Twenty-four thousand children await childcare help, yet policymakers say all they can do this year is keep the list from growing.
Homeless families live on our streets, and only one in three households that qualifies for help gets it because affordable housing is lacking and no new money will be spent this year for the Housing Trust Fund to provide it.
More than 40,000 people are on waiting lists for mental health services, 9,000 of them are children. In recent years, state lawmakers have eliminated or dramatically reduced several important child welfare programs designed to reduce child abuse.
North Carolina tied Mississippi recently as the state with the biggest increase in the percentage of people without health care, and this year’s discussions have focused only on which services to cut and on which groups, including pregnant women, poor children and diabetics, to cut from those services.
The list goes on, as does the silence from elected officials.
We have heard the excuses: It’s an election year. Conventional wisdom leaves no room for helping the poor, mentally ill and homeless. Polls don’t support change, consultants don’t recommend it, lobbyists and special interests won’t allow it. The state budget is tight.

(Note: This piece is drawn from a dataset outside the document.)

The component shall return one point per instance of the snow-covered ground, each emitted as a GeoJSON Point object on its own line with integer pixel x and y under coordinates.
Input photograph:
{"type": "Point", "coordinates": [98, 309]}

None of that means much to a family living on the street or a child with mental illness stuck on a waiting list.
If Gov. Mike Easley and legislative leaders truly want to put human needs first, they can make the time in the just-begin short legislative session to write a new human-service plan and look at the budget in a new way, spending the money and raising the taxes they need to fix what is wrong.
A shortfall in political courage, not in the budget, is the obstacle to public policy designed to make life better for North Carolinians, particularly the most vulnerable among us who are put at greatest risk by conventional wisdom.
Chris Fitzsimon is director of NC Policy Watch, a program of the A.J. Fletcher Foundation, which publishes the Philanthropy Journal.